After graduating from Middlesex High School, Doug completed his undergraduate
studies at Lynchburg College in Virginia. While at Lynchburg, Doug was a varsity athlete
in track and field specializing in the decathlon. With his extremely hard work ethic and
determination, Doug achieved All-American status in 2004 and 2005 by placing 5th and 6th
in the nation respectively. It was also on the track where Doug met his girlfriend Ashley
Palmer, who happens to be a 3-time All-American.
In addition to the demands of a grueling training regiment in track and field, Doug
also found success academically, double in, Pi ii.w'-; in both mathematics and Spanish.
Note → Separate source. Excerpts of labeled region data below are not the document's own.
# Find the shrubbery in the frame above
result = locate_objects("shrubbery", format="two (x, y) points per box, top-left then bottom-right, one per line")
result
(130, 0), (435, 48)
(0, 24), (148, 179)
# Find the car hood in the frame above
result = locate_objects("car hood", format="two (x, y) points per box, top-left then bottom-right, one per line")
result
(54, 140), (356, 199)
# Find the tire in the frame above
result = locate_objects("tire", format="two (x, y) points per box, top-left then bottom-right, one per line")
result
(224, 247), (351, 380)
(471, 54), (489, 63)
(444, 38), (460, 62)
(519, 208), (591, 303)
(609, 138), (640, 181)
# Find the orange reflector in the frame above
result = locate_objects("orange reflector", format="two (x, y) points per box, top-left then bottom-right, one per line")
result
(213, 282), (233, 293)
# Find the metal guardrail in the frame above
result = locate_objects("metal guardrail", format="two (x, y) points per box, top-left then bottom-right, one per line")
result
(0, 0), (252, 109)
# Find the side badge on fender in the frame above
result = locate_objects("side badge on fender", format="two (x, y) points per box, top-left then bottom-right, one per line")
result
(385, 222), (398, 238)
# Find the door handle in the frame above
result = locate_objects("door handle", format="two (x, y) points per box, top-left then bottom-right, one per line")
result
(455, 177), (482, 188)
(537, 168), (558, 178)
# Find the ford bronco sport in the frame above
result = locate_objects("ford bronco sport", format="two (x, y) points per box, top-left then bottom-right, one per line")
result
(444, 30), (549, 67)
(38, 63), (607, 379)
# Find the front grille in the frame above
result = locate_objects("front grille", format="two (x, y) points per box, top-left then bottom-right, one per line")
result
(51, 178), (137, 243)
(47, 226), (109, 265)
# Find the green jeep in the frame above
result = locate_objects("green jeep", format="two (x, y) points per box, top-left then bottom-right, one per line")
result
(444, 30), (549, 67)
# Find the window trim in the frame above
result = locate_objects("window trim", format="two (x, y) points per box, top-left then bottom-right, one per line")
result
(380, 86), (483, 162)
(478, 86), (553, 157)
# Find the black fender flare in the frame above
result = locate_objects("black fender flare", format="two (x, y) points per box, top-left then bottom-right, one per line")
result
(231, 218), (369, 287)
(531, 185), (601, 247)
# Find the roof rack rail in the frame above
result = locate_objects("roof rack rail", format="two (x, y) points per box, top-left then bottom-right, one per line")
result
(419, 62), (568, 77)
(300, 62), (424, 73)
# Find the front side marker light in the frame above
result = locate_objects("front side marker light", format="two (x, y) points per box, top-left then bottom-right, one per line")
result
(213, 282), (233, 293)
The results of his thesis in mathematics entitled, "The Effects of a Parasitic Copepod
(achtheres) on Smith Mountain Lake", was presented before the Virginia Department
of Game and Inland Fisheries, and also received honors at Lynchburg College's Annual
Student Scholar Showcase.
With these combined successes in academics and athletics, Doug won the Lynchburg
College Scholar-Athlete of the Year award for the years 2003 and 2005. More notably,
he received a NCAA Postgraduate Scholarship, given to students who excelled both
academically and athletically at a national level. He graduated in May 2005, Magna Cum
Laude with a 3.87 grade point average.
With some influence from his undergraduate coordinator, Dr. Kevin Peterson,
an alumni of the University of Florida, Doug decided to attended graduate school for
mathematics at UF. After his first year of study, he realized that his greatest interests
lie within the field of biomathematics. While in a biomathematics course his first year,
Dr. Martcheva gave a talk that interested him. He then approached her in regards to a
possible topic for his thesis and choose her as his advisor.
In completing his M.S. degree at the University of Florida in May 2007, Doug hopes
to secure a job in teaching. He will further explore his options in the future with respect
to completing a Ph.D., as well as different career paths, but for the present he hopes to
pursue his athletic goals, along with Ashley, in track and field.